Section 2254 petitions are subject to a one-year limitation period pursuant to 28 U.S.C. § 2244(d). As it relates to this case, § 2244(d)(1)(A) provides that the one-year period begins to run on "the date on which the judgment became final." Section 2244(d)(2) explicitly excludes from this period of limitation, "[t]he time during which a properly filed application for State post-conviction or other collateral review with respect to the pertinent judgment or claim is pending." Therefore, while a properly filed state petition for post-conviction relief is pending the 1-year period of§ 2244(d)(2) is tolled. Williams v. Bruton, 299 F.3d 981, 982 (8th Cir. 2002).
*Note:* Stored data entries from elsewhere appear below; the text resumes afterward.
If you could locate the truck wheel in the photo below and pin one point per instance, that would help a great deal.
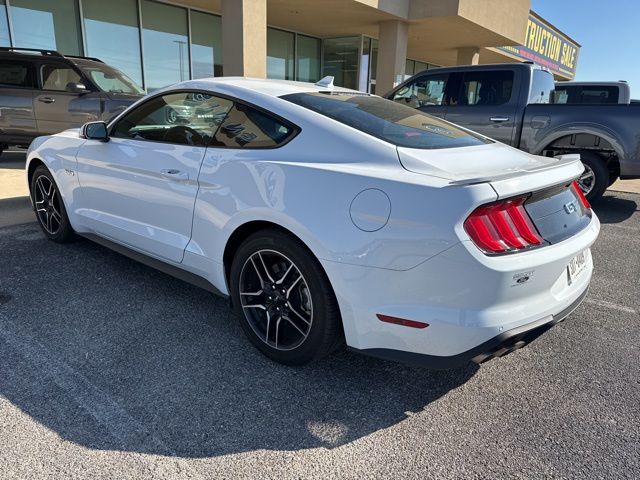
(595, 178)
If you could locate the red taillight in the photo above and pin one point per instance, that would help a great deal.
(401, 321)
(502, 227)
(583, 199)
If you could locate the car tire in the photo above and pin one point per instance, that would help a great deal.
(596, 172)
(297, 321)
(49, 207)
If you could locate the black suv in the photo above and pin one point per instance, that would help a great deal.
(44, 92)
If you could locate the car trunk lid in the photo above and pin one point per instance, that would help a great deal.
(550, 200)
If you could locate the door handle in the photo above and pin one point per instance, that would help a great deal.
(173, 174)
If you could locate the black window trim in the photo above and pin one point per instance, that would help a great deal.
(83, 78)
(30, 65)
(513, 87)
(295, 129)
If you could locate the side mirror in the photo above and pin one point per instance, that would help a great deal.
(95, 131)
(79, 88)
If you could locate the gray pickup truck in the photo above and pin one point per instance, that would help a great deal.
(513, 103)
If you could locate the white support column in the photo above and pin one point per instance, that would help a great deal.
(468, 56)
(392, 54)
(244, 38)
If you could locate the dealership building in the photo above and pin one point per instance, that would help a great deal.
(369, 45)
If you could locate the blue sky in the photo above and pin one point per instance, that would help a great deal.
(609, 32)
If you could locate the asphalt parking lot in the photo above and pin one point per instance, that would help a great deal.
(109, 369)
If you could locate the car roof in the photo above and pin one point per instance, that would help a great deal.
(269, 87)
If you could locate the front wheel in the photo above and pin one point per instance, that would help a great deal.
(283, 298)
(49, 208)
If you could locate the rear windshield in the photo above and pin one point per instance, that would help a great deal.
(397, 124)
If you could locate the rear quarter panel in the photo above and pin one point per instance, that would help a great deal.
(300, 189)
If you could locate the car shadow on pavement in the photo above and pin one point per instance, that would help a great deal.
(615, 207)
(13, 159)
(110, 354)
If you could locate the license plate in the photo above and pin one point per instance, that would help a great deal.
(577, 266)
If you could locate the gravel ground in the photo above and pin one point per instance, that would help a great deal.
(109, 369)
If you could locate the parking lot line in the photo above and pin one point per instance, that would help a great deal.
(614, 306)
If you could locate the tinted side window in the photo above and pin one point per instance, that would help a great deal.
(246, 127)
(56, 77)
(185, 118)
(586, 94)
(542, 87)
(486, 88)
(16, 74)
(423, 91)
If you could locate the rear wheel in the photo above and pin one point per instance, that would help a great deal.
(284, 300)
(595, 179)
(49, 208)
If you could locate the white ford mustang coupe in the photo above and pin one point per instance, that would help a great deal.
(328, 216)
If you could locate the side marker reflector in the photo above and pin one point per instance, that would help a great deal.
(402, 321)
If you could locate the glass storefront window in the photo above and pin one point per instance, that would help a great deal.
(409, 68)
(47, 25)
(308, 59)
(374, 65)
(341, 60)
(280, 54)
(206, 45)
(112, 34)
(165, 44)
(5, 40)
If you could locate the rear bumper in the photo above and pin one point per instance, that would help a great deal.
(497, 346)
(629, 170)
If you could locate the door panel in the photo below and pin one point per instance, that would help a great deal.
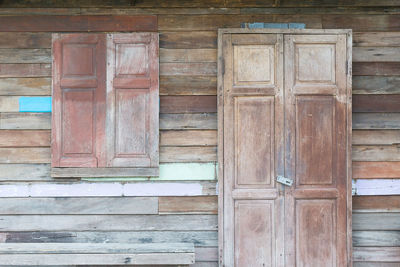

In this case, Petitioner failed to timely file his federal habeas petition. His conviction became final on January 6, 2010. The one-year limitations period was tolled, however, during the pendency of Petitioner's post-conviction proceedings, that is, from March 31, 201 O, through June 19, 2013. Totaling the 84 days between January 6, 2010, and March 31, 2010; and the 296 days between June 19, 2013, and the postmark date of April 11, 2014, 380 days had elapsed on the date the petition was placed in the prison mailbox.[3]Furthermore, equitable tolling is unwarranted in this case as nothing in the petition, his supplement, or in his response to the show cause order indicates that Petitioner "has been pursuing his rights diligently" and that some "extraordinary circumstance" stood in his way. Pace v. DiGulielmo, 544 U.S. 408, 418 (2005).

III. Motion for Leave to Proceed In Forma Pauperis

Petitioner has also filed a motion for leave to proceed in forma pauperis (Doc. 17). As the Court previously granted Petitioner's first motion to proceed in forma pauperis (Doc. 6), the Court will deny the motion as moot.

IV. Conclusion

Accordingly,

IT IS HEREBY ORDERED that Petitioner Jackie Belton's Petition for Writ of Habeas Corpus pursuant to 28 U.S.C. § 2254 (Doc. 1) is DENIED.

IT IS FURTHER ORDERED that Petitioner's Motion for Leave to Proceed In Forma Pauperis is DENIED as moot.

IT IS FURTHER ORDERED that, because Petitioner cannot make a substantial showing of the denial of a constitutional right, the Court will not issue a certificate of appealability. See Cox v. Norris, 133 F.3d 565, 569 (8th Cir. 1997), cert. denied, 525 U.S. 834 (1998).

A judgment dismissing this case is filed herewith.